In this study, we derived genome-wide PRS of T2D for the Indian population, using Indian case–control samples available at UK Biobank. LDpred2 algorithm, with weights extracted from South Asian summary statistics of DIAMENTE consortium, gave PRS that was significantly associated with T2D (AUC: 0.7953). Participants in the fourth PRS quartile (top 25%) showed 5.79 folds increase in genetic risk compared to the rest of 75%, after adjusting for age, sex and top 10 genetic principal components. There was no significant difference in first and second quartiles. Data from GenomegaDB was used to validate the PRS, and to replicate the association. In spite of smaller sample size, the developed framework proved the significance of PRS in identifying T2D incidence (AUC: 0.7781).
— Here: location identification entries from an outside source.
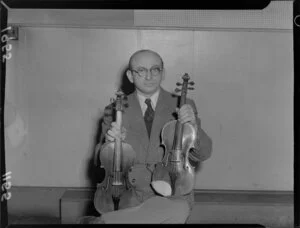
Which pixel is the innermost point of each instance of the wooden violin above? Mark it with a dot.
(175, 175)
(115, 192)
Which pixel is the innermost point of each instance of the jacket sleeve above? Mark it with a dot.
(203, 145)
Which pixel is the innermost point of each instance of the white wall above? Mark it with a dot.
(60, 79)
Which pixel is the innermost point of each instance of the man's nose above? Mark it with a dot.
(148, 75)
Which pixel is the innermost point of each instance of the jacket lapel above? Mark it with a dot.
(137, 123)
(161, 117)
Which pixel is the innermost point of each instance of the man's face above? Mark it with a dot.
(146, 73)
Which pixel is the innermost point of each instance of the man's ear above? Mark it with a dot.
(129, 76)
(163, 74)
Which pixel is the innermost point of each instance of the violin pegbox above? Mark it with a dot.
(121, 101)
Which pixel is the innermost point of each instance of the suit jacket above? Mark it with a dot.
(149, 150)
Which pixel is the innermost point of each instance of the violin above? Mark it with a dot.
(174, 175)
(117, 158)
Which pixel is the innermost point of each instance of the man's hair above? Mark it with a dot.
(144, 51)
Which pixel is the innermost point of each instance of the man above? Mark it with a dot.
(146, 72)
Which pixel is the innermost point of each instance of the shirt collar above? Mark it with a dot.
(153, 98)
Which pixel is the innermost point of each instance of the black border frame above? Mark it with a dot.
(154, 4)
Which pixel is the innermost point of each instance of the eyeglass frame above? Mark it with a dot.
(160, 69)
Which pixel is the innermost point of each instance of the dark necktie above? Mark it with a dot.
(149, 116)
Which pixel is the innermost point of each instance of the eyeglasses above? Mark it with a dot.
(142, 72)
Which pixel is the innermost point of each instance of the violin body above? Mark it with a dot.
(175, 170)
(117, 157)
(174, 175)
(103, 199)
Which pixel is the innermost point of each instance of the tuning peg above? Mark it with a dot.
(119, 93)
(112, 100)
(185, 77)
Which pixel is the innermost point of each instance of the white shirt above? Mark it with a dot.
(142, 99)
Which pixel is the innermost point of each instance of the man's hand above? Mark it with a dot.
(115, 132)
(186, 114)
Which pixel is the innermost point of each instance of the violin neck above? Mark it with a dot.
(118, 145)
(177, 142)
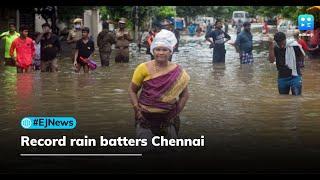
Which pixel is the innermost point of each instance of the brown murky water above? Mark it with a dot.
(238, 108)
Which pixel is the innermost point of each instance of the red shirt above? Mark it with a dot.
(25, 51)
(303, 45)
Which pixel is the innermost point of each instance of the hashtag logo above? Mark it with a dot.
(26, 123)
(35, 122)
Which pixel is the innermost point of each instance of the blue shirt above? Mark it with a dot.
(244, 41)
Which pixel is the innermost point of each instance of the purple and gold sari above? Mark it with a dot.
(158, 99)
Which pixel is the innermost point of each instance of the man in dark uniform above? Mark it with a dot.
(105, 40)
(218, 42)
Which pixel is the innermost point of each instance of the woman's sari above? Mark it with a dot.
(158, 100)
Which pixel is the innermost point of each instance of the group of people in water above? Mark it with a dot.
(163, 84)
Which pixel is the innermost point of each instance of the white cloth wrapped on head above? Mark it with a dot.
(164, 38)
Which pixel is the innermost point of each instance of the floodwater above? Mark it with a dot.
(236, 107)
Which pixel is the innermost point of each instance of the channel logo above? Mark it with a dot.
(48, 123)
(306, 22)
(26, 123)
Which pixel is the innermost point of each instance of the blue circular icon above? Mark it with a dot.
(26, 123)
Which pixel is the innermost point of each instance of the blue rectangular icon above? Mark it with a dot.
(306, 22)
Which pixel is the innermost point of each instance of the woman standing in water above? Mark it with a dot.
(164, 91)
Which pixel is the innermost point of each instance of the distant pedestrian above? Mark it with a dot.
(24, 48)
(218, 44)
(105, 40)
(84, 51)
(244, 45)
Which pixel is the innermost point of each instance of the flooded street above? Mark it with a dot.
(238, 108)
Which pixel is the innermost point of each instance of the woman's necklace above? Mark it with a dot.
(156, 68)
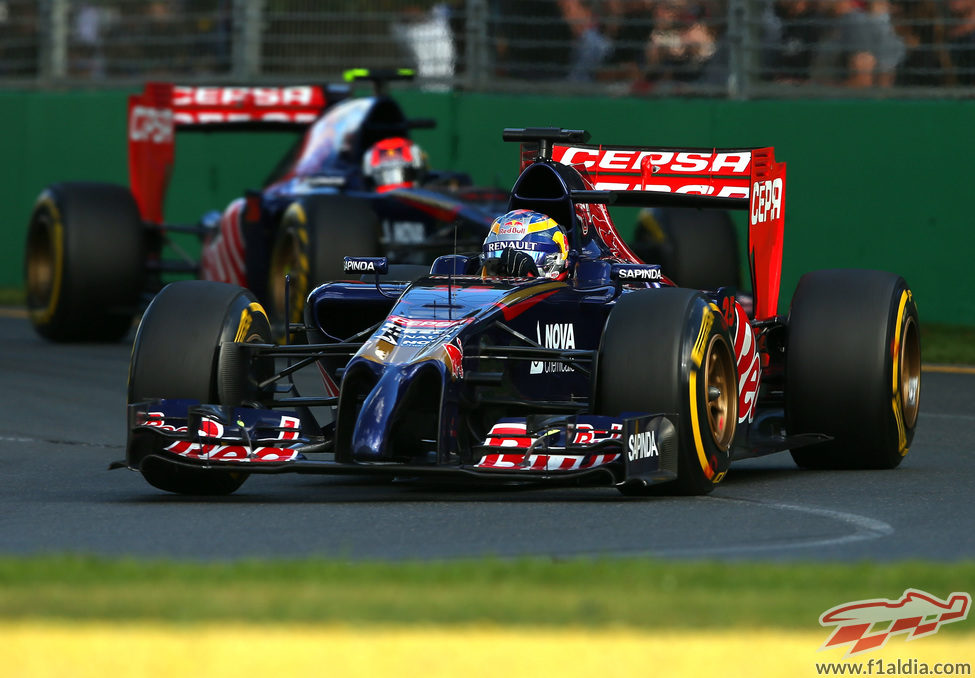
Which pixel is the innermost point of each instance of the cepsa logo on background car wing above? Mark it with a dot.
(203, 105)
(724, 174)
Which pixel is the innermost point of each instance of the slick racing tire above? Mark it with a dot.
(177, 354)
(853, 368)
(313, 239)
(85, 262)
(697, 249)
(666, 351)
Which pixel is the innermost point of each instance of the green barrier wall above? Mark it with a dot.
(873, 184)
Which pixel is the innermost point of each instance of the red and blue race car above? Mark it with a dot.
(490, 369)
(353, 181)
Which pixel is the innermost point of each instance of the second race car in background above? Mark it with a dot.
(95, 250)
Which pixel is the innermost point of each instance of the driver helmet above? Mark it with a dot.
(393, 163)
(537, 235)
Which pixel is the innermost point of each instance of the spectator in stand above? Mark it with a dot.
(961, 40)
(532, 40)
(845, 54)
(590, 47)
(920, 25)
(628, 25)
(680, 43)
(789, 60)
(888, 47)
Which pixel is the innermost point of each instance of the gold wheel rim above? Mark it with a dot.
(910, 372)
(40, 264)
(721, 392)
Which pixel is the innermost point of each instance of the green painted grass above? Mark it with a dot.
(948, 344)
(627, 593)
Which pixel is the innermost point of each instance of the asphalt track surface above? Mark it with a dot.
(62, 423)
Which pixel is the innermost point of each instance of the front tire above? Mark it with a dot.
(853, 368)
(85, 262)
(668, 351)
(177, 354)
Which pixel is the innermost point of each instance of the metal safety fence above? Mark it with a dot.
(724, 48)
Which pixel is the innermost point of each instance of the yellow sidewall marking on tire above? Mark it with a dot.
(247, 319)
(895, 363)
(697, 356)
(57, 239)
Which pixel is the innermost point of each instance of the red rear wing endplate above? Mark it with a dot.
(747, 178)
(163, 108)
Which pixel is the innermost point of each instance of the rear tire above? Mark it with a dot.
(643, 367)
(313, 239)
(853, 368)
(85, 262)
(176, 354)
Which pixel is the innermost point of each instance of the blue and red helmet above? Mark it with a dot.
(535, 234)
(393, 163)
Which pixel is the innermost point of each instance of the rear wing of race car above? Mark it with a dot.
(162, 109)
(644, 176)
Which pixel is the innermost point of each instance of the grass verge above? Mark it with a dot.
(639, 594)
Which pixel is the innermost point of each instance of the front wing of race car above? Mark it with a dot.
(636, 450)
It showed 2.27 fold increased risk of diabetes in the top quartile (top 25%) compared to the rest of 75%. There was 2.85 fold increased risk in top quartile (top 25%) compared to bottom quartile (bottom 7%). This indicates the importance of PRS in stratifying the individuals into different risk groups.

The biggest hurdle in developing genome-wide PRS for the Indian population is lack of summary statistics for SNP associations with T2D. Predictive ability of PRS is compromised if the effect sizes and frequencies are taken from other population groups. Earlier study done by Lamri et al.26 on prediction of gestational diabetes in South Asian women showed that the accuracy of PRS was higher with mutli-ethnic summary statistics, which includes South Asian samples, than that of European. Similar results were observed by Hodgson et al.27 while constructing T2D PRS for British Pakistanis and Bangladeshis. Now, the availability of South Asian summary statistics from the DIAMENTE consortium facilitated the development of a framework for accurate estimation of PRS for the Indian population. This PRS showed superior performance compared to that of multi-ethnic and European summary statistics [in-house unpublished results].

LDpred2-auto method makes the construction of PRS an easy process compared to its counter-methods LDpred2-inf and LDpred2-grid which need validation data to estimate the hyper-parameters. The recent publication from Prive et al.24 gave many suggestions on improving the performance of the algorithm. Especially, quality control on summary statistics improves the predictive performance of PRS. Though LD metrics calculated from South Asian samples of 1000 Genomes project were used in this study, a bigger dataset is recommended. Restricting the analysis to Hapmap3 + variants resulted in smaller set of variants being considered, but may be justified due to the advantage it brings in stability of the analysis.

Assessment of UK Biobank participants was done at four different time points. Availability of follow-up data, along with data from different questionnaires and biochemical assays, allowed the reliable detection of diabetic patients. In the case of GenomegaDB, controls were much younger than that of UK Biobank, with a potential to become diabetic cases in future. Also, assessment of T2D status was purely based on self-report, which might result in a few misclassifications. In spite of lacking follow-up data, GenomegaDB has the advantage of coming from Indians living in India. For lifestyle disorders, like diabetes, it is preferable to take data from the native population having the same lifestyle and environment to that of the population for which inferences are made. Also, the present study included age, sex and PRS as risk factors in developing predictive models for T2D. But including the other clinical and lifestyle variables, such as BMI, HDL, LDL, physical activity, sleep duration, smoking and alcohol consumption will improve the prediction accuracy of the models.

In conclusion, Indian-specific PRS developed by us showed high accuracy in predicting the risk of developing T2D. Results from UK Biobank and GenomegaDB datasets indicated that genome-wide PRS holds strong potential to be adopted in clinical care to identify high risk individuals and in early intervention to guide towards healthier lifestyles.